Fig. 5. — Lentivirus-mediated reexpression of TM in TM^−/− cells, but not sTM, normalizes VWF and Ang2 levels. (A) Levels of VWF, Ang2, and TM RNA transcripts in WT, TM^−/−, and TM^match were measured by qRT-PCR. GAPDH was used as an internal control for quantitation. (B) Confluent WT, TM^−/−, and TM^match cells were lysed, and levels of VWF, Ang2, and β-actin were analyzed by Western blotting. Quantitation of changes in the levels of (C) VWF and (D) Ang2 in WT, TM^−/−, and TM^match cells. Levels of (E) VWF and (F) Ang2 in the medium supernatant collected from confluent WT, TM^−/−, and TM^match cells. (G) Levels of VWF in the medium supernatant collected from confluent WT and TM^high cells were measured by a sandwich ELISA. (H) Confluent WT and TM^high cells were lysed, and levels of VWF, TM, and β-actin were analyzed by Western blotting. (I) Confluent WT and TM^−/− cells were treated with sTM (100 nM) for 16 h in the basal medium containing 0.5% BSA, and levels of VWF in the medium supernatant were analyzed by a sandwich ELISA. Data are mean ± SEM (n = 3). One-way ANOVA: *P < 0.05, **P < 0.01, ***P < 0.001, and ****P < 0.001.

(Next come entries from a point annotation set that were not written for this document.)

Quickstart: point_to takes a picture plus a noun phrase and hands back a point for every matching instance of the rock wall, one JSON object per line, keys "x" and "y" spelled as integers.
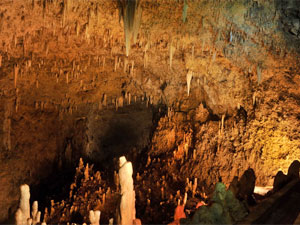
{"x": 63, "y": 62}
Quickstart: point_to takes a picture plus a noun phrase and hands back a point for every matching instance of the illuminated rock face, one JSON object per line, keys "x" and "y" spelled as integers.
{"x": 63, "y": 64}
{"x": 127, "y": 205}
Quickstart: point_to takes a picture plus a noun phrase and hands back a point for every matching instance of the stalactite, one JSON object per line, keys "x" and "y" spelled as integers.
{"x": 130, "y": 11}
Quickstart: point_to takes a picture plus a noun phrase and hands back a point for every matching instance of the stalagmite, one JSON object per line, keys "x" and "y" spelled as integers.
{"x": 86, "y": 172}
{"x": 116, "y": 63}
{"x": 23, "y": 213}
{"x": 94, "y": 217}
{"x": 24, "y": 201}
{"x": 127, "y": 205}
{"x": 194, "y": 188}
{"x": 121, "y": 101}
{"x": 222, "y": 123}
{"x": 16, "y": 73}
{"x": 172, "y": 50}
{"x": 129, "y": 99}
{"x": 104, "y": 100}
{"x": 189, "y": 77}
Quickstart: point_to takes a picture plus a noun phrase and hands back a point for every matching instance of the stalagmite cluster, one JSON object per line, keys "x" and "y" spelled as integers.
{"x": 22, "y": 216}
{"x": 127, "y": 205}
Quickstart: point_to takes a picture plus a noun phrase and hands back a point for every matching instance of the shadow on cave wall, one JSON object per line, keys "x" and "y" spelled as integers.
{"x": 289, "y": 22}
{"x": 115, "y": 133}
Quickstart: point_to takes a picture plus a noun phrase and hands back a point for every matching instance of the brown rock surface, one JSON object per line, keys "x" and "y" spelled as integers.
{"x": 63, "y": 68}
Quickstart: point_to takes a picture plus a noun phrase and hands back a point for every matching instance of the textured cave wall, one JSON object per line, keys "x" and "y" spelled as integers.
{"x": 61, "y": 59}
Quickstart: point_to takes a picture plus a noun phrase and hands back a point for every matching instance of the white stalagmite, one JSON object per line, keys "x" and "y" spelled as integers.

Soluble TM has been known to exhibit anti-inflammatory effects in endothelial cells (7). To determine whether the signaling function of sTM, similar to reexpression of TM, can normalize the expression level of VWF in TM^−/− cells, cells were treated with sTM for 16 h before measuring VWF release in wild-type and TM^−/− cells. Analysis by ELISA revealed sTM has no effect on VWF release (Fig. 5I), suggesting that cell-bound TM is required for regulation of expression and storage of VWF in WPBs. To determine whether increased VWF in TM^−/− cells is responsible for the increased basal barrier permeability, short hairpin ribonucleic acid (shRNA) was used to knock down VWF in TM^−/− cells (SI Appendix, Fig. S5A). The results showed VWF knockdown could not restore basal cell permeability similar to that seen in TM^match cells (SI Appendix, Fig. S5B).

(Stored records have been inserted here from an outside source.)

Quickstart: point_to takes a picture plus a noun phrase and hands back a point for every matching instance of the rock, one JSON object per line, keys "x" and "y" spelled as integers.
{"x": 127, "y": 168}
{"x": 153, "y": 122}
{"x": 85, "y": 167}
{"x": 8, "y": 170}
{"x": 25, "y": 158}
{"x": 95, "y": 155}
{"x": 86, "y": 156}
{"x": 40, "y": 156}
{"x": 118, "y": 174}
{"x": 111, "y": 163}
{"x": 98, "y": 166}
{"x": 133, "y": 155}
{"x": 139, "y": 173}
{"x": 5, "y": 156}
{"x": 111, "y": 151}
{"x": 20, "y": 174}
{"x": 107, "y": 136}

Inflammation and Increased VWF Expression in the Lungs of TM Knockout Mice.

Next, we investigated the expression profile of VWF in tamoxifen-treated ERcre-TM^f/f (TM-KO) mice. Whole-mount immunostaining of the mouse trachea at day 12 of tamoxifen treatment showed ∼90% deletion of TM (Fig. 6 A and B). Results indicated expression of VWF in venular endothelial cells was markedly increased (Fig. 6 A and C). Analysis of the lung lysates revealed tamoxifen treatment markedly decreased TM levels in TM-KO mice, and the VWF expression level was also significantly elevated in these mice (Fig. 6 D and E). Increased VWF and decreased TM antigen levels in the lung lysates were further confirmed by ELISA in TM-KO mice in comparison to TM^f/f (Fig. 6 F and G). Microscopic examination of the paraffin-embedded sections of lung tissues stained with hematoxylin and eosin (H&E) displayed increased inflammatory foci in the lungs (Fig. 6H), reminiscent of the increased basal inflammatory phenotype of TM^−/− cells.

Fig. 6. — Increased expression of VWF in the trachea vessels and lungs in TM-KO mice. (A) Tracheal blood vessels visualized by TM and VWF immunostaining of TM^f/f and TM-KO mice. The inset boxes from each group are magnified. Note the prominent expression of VWF in veins (shown in the inset box). (Scale bar, 100 μm.) (B and C) Relative fluorescence intensity units (RFU) of TM and VWF in tracheal vessels analyzed by ImageJ in TM^f/f (n = 3) and TM-KO (n = 5) mice. (D) Lung lysates from TM^f/f and TM-KO mice were analyzed for protein levels of TM, β-actin, and VWF by Western blotting. (E) Quantitation of VWF normalized to β-actin in WT (n = 12) and TM-KO (n = 13) mice. (F) Tissue antigen levels of VWF in TM^f/f (n = 13) and TM-KO (n = 8) mice measured by a sandwich ELISA. (G) TM antigen levels in the lung lysates of TM^f/f (n = 10) and TM-KO (n = 8) mice were measured by a sandwich ELISA. (H) Representative images (10×) of H&E staining of the lung tissue sections from TM^f/f and TM-KO mice. The inset boxes from each group are magnified. (Scale bar, 200 μm.) Data are mean ± SEM (n = 3). t test: *P < 0.05, **P < 0.01, ***P < 0.001, and ****P < 0.001.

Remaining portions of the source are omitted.